Misfuelling. That’s a funny old word isn’t it!

Spelled variously with a double or a single l, it didn’t even exist until sometime in the late 1970s, when, due to the growing popularity of consumer diesels, the number of idiots doing it grew large enough to warrant a special name for this particular form of stupidity.

In the same way that saying ‘I misspoke’ is a nice way of admitting that you lied, misfuelling (MF’ing for short) is a euphemism for an enacted inability to distinguish between petrol and diesel.

Policemen are the worst (and lady police officers also, obviously). It was recently revealed that every day, somewhere in the UK, at least one police officer is cheerfully wrong-juicing a shiny white vehicle gaudily plastered with decals both yellow and blue.

“Dozy” is how notional newspaper the Daily Mirror characterises the rozzers’ careless carrying-on. Absolutely bleedin’ scandalous might be a better description, if you ask Bankstone News (although, for obvious reasons, we’d never recommend doing that).

Three hundred plus MF’ing police persons per annum equates to well over £50k of taxpayers’ hard-earned money down the plug hole. That’s cash that could have gone on chasing acid scooter thugs, attending minor domestic incidents, or filling out forms back at the station.

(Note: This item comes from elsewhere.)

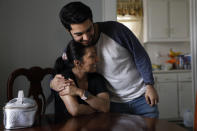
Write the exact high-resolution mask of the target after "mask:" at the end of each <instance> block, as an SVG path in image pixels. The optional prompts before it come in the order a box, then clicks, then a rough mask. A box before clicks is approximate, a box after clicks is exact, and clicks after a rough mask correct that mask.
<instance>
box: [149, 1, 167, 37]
mask: <svg viewBox="0 0 197 131" xmlns="http://www.w3.org/2000/svg"><path fill="white" fill-rule="evenodd" d="M148 7H149V8H148V9H147V10H148V26H149V28H148V34H147V35H148V36H149V38H150V39H152V40H154V39H167V38H168V37H169V32H168V2H167V0H150V1H149V3H148Z"/></svg>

And, of course, those 300 MF mess-ups are only the ones they’re admitting to (and that only thanks to a Femdom Of Infotainment request lodged by King Edmund of Alcoholics Anonymous, to which 40 out of 45 UK police forces deigned to respond).

West Mids police were the most inept when it came to at-pump proficiency, with a staggering 66 incidents per annum. The Met, with just 49, incidents, somehow spent four times as much as the Midlanders on fixing the damage done. Perhaps they have fancier vehicles, or maybe someone down south has got a rather ‘special’ deal on sorting out the Met’s misfuelled motors.

Police spokespersons have argued that their colleagues are in an out of different vehicles all the time and often simply don’t have time to pay attention to their current vehicle’s petroleum product preference.

Jonno Cunnle of the Taxpayers’ Alliance gives short shrift to such excuses, insisting that “millions of people manage this task by taking a modicum of care. Police officers should extend the same courtesy to their vehicles.” That might sound clumsily pompous to you or I, but Jonno actually has a point: everyone – cops included – should show cars some common courtesy.

So serious is the Po-Po’s wrong-juicing epidemic that some forces have resorted to labelling or typex-ing fuel tank covers and stoppers with legends such as PETROL, DIESEL or WASHER FLUID GOES IN THE OTHER END.

Will this help? No idea. We don’t predict the news; we just report it.

Or make it up, if it’s been a quiet week.